About WAMM

Good News!

by Frieda Gardner, WAMM

Good news always surrounds us, though at times it seems invisible. As I write, three dismal events are ongoing: the Bush "inaugurauction," John Ashcroft's weird performance as a civil-rights saint, and some commission's meeting, designed to put a happy face on the stolen election of 2000.

Non-events are disheartening as well. Clinton has left Leonard Peltier unpardoned. Our liberal senators, Wellstone and Dayton, have cautiously refrained from walking out with the Black Caucus in protest of Florida's electoral votes. Al Gore has not renounced his support of capital punishment or a missile "defense" system.
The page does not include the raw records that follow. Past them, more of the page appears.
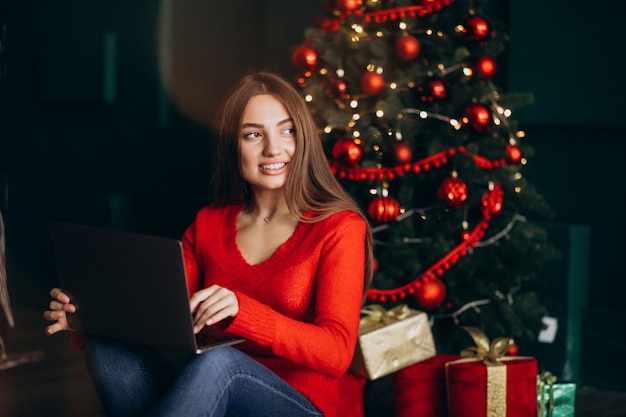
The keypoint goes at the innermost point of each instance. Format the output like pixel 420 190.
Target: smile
pixel 277 165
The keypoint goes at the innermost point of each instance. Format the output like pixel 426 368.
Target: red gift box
pixel 508 389
pixel 420 389
pixel 351 401
pixel 487 384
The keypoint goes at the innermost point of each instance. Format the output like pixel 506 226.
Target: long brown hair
pixel 310 185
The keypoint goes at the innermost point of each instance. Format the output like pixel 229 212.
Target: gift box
pixel 555 398
pixel 420 389
pixel 351 395
pixel 485 383
pixel 391 340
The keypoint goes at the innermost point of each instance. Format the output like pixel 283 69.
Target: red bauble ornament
pixel 492 200
pixel 477 28
pixel 327 23
pixel 400 152
pixel 384 209
pixel 372 83
pixel 453 192
pixel 433 90
pixel 486 66
pixel 512 351
pixel 407 47
pixel 431 294
pixel 304 58
pixel 514 153
pixel 465 235
pixel 349 5
pixel 478 116
pixel 338 88
pixel 347 152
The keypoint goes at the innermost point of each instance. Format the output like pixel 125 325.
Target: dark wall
pixel 108 107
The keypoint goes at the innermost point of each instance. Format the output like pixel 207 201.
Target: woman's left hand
pixel 212 305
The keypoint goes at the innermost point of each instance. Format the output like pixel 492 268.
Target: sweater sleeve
pixel 325 344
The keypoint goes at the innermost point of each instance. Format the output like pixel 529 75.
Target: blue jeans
pixel 134 380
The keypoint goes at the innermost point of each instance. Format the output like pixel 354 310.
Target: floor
pixel 56 382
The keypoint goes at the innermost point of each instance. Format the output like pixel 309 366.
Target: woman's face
pixel 267 143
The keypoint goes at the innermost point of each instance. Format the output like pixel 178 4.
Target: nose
pixel 272 146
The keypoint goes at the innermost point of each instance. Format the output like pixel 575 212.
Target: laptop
pixel 129 286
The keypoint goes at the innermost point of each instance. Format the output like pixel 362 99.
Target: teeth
pixel 273 166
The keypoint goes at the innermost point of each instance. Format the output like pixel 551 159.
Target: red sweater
pixel 299 309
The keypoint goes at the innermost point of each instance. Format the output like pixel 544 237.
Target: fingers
pixel 212 305
pixel 54 328
pixel 59 308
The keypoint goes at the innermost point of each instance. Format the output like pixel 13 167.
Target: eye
pixel 252 135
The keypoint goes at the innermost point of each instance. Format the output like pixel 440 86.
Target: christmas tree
pixel 417 131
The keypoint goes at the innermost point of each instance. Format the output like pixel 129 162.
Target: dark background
pixel 107 107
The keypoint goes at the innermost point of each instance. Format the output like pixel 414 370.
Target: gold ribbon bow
pixel 488 353
pixel 375 314
pixel 545 378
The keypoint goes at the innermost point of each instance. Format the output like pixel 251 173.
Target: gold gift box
pixel 391 340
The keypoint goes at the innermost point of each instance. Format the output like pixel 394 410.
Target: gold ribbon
pixel 375 314
pixel 545 378
pixel 490 354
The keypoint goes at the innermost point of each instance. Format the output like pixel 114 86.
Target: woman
pixel 282 258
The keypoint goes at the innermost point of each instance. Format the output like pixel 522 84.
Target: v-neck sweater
pixel 299 309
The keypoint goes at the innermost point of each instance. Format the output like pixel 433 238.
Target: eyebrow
pixel 257 125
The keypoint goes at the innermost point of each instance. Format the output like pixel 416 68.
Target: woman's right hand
pixel 60 306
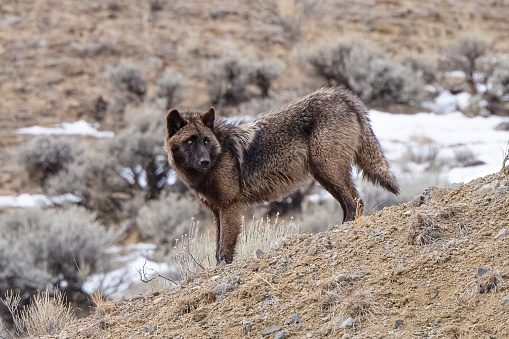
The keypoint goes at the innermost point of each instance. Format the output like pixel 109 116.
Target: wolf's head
pixel 190 143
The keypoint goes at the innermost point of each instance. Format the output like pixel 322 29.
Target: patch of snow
pixel 80 127
pixel 398 132
pixel 455 74
pixel 115 282
pixel 446 102
pixel 36 200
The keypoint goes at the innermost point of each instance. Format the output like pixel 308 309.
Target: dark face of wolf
pixel 191 144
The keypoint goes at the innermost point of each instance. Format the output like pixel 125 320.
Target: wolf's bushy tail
pixel 371 160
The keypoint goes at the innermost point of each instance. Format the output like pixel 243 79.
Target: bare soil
pixel 430 267
pixel 414 266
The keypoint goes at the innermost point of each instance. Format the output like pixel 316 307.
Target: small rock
pixel 295 318
pixel 254 267
pixel 152 293
pixel 342 277
pixel 347 323
pixel 271 329
pixel 399 322
pixel 502 233
pixel 480 271
pixel 221 289
pixel 484 189
pixel 503 126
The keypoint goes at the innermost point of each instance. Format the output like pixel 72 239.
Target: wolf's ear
pixel 174 122
pixel 208 118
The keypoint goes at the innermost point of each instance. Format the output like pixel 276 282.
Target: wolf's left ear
pixel 208 118
pixel 174 122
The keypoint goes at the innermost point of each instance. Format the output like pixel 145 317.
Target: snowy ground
pixel 79 127
pixel 132 259
pixel 446 131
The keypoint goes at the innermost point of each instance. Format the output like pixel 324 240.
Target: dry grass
pixel 195 251
pixel 491 282
pixel 423 229
pixel 46 315
pixel 98 299
pixel 358 213
pixel 505 160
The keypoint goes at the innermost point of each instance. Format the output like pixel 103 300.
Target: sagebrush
pixel 51 247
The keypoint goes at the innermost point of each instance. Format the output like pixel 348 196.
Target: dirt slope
pixel 419 267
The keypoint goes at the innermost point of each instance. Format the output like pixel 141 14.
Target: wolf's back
pixel 372 161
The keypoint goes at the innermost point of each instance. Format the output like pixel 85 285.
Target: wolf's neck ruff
pixel 322 135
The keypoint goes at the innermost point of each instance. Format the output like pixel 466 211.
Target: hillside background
pixel 77 205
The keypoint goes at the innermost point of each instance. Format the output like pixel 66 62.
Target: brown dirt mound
pixel 428 268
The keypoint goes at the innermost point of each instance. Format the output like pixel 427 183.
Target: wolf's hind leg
pixel 230 221
pixel 217 224
pixel 337 180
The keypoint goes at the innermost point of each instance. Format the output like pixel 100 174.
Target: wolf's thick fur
pixel 232 165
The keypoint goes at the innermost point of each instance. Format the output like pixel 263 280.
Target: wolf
pixel 234 164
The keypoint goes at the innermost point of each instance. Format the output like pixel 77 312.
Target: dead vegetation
pixel 448 280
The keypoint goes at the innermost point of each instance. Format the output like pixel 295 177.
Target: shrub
pixel 50 247
pixel 47 314
pixel 138 149
pixel 167 88
pixel 497 95
pixel 374 76
pixel 45 156
pixel 127 77
pixel 423 65
pixel 94 178
pixel 293 13
pixel 166 219
pixel 196 250
pixel 465 53
pixel 264 73
pixel 228 79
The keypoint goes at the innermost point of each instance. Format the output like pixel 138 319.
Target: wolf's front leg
pixel 217 224
pixel 230 223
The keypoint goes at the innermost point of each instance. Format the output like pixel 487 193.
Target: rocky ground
pixel 434 267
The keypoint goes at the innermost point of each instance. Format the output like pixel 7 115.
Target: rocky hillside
pixel 435 267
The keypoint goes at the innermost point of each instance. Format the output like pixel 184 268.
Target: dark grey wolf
pixel 230 165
And the acerbic voice of candidate Nader is nowhere to be heard.

During such rough times, and in the dead of winter, it is worth sitting down--preferably with political friends and over food--to bring the good news back to the light.

Remember what we do in an average month, whether or not we get paid for our meetings, demonstrations, mailings, phone calls, planning and dreaming--all in the midst of family life, romance, snow shoveling, meditating. Of course it is never enough. And of course we cannot know what enough is.

Bring your s/heroes into the room, or turn to those sitting next to you. The ones who founded and sustain WAMM. Those young people whose first demonstration started over Highway 55 and continued in Seattle and downtown Minneapolis. The person who said, "I can only work for Mumia this year," and did. The woman who has steadily been there from her days in the Women's International League for Peace and Freedom through last week's protest against the Iraq sanctions. The organizers of the Welfare Rights Committee.

In the face of powerful, pervasive, restlessly energetic capitalism, in a country where only nine percent of the population believe there is such a thing as "too much wealth," think about the strength and imagination it takes to be in it for the long haul, especially if you are poor, and/or African American, and/or Hispanic American, and/ or, and/or . . . Before you leave the room, congratulate yourself.

Look at all the newsletters and solicitations that clog your mail. Run down a mental list of all the small organizations--local, national, global--that work for peace and justice, that resist and reinvent. These groups don't make the morning paper, until, of course, after years, they win the Nobel Peace Prize, or a grant from MacArthur or McKnight.

Bring out your art: the lines, images, scenes, and notes, as important as air and water. (Today I gather Grace Paley, who speaks of "inventing the present," June Jordan, Goya, Yehuda Amichai, the Israeli poet of "Wildpeace," and the Southside Family School's social-justice musical comedies. And I recall Gramsci's motto: "pessimism of the intellect, optimism of the will.")

Think of yourself as belonging to the necessary, hope-inducing good news of the long winter.